I milioni presi dalla strada

Sotto il sole di Roma di Renato Castellani
“I personaggi non sono incarnati da attori ma tutti scelti negli ambienti reali in cui l’azione si svolge” (brochure di Sotto il sole di Roma di Renato Castellani, prodotto da Sandro Ghenzi)

I nuovi orientamenti della cinematografia italiana del dopoguerra segnano senza dubbio un capitolo tutto a favore dei produttori e degli industriali della celluloide, capitolo che qualcuno s’è fatto premura di intitolare “I milioni del neo-realismo”. Milioni che finiscono sempre più copiosamente nelle tasche di coloro che, in definitiva, merito non hanno per gli imponenti successi di quella che passa per la scuola ufficiale del cinema nostrano, perché non può essere considerato un merito (in sede artistica) il fatto di investire cinquanta milioni in un’avventura dello schermo quando si sa, con la garanzia di una società distributrice di pellicole, che i milioni spesi per un certo film verranno, nel peggiore dei casi, moltiplicati per cinque volte, con un guadagno del 500 per cento. La storia del neo-realismo italiano, lasciando da parte l’attività personale di tre o quattro dei migliori registi (Rossellini, Lattuada, De Sica, Visconti o Zampa), è semplicemente una storia di milioni.

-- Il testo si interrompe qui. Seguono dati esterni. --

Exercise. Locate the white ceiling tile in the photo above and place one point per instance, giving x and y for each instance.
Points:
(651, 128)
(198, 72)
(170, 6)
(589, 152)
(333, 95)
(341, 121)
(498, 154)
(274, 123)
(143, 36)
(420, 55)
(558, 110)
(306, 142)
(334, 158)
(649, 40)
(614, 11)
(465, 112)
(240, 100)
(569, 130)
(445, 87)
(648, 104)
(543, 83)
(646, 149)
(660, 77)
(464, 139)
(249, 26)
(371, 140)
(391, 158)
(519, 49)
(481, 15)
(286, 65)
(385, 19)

Verso l’estate del ’46, una parte di industriali italiani si accorse un certo giorno che “buttare” un gruzzolo di milioni sul piatto della bilancia cinematografica, costituiva un’intelligente originale maniera per coprire i rischi della propria contabilità. L’allarme, per questa sparuta schiera di pionieri della “speculazione alla celluloide”, fu dato dal successo del primo film di Rossellini, quando corse la voce che Roma città aperta era stato girato con la misera somma di 13 milioni. Se è vero che in Italia il film non ottenne successi lusinghieri e se un grosso numero dei nostri aulici “scrittori schermografici” fu pronto a sentenziare « film da dilettanti, realizzato con mezzi dilettanteschi idonei al massimo per il passo ridotto », il film di Rossellini trionfò in America e ben presto, all’orecchio dei produttori in nuce che cominciavano a passeggiare ai margini dell’ambiente del cinema romano, giunse come una cannonata, una cifra sbalorditiva: nella sola città di New York, in proiezioni di prima e seconda visione, il film fruttò al noleggiatore quasi dodicimila dollari, quanto cioè in Italia, a Roma, era stato speso per realizzarlo. Con il graduale ritorno all’economia di pace, con gli scambi e l’esportazione di pellicole, i nostri produttori orecchianti scoprirono che nel paese delle 48 repubbliche stellate l’industria cinematografica era al terzo posto nella scala delle attività nazionali dello Stato che ha la più organizzata economia del mondo, dopo l’industria delle automobili e del petrolio.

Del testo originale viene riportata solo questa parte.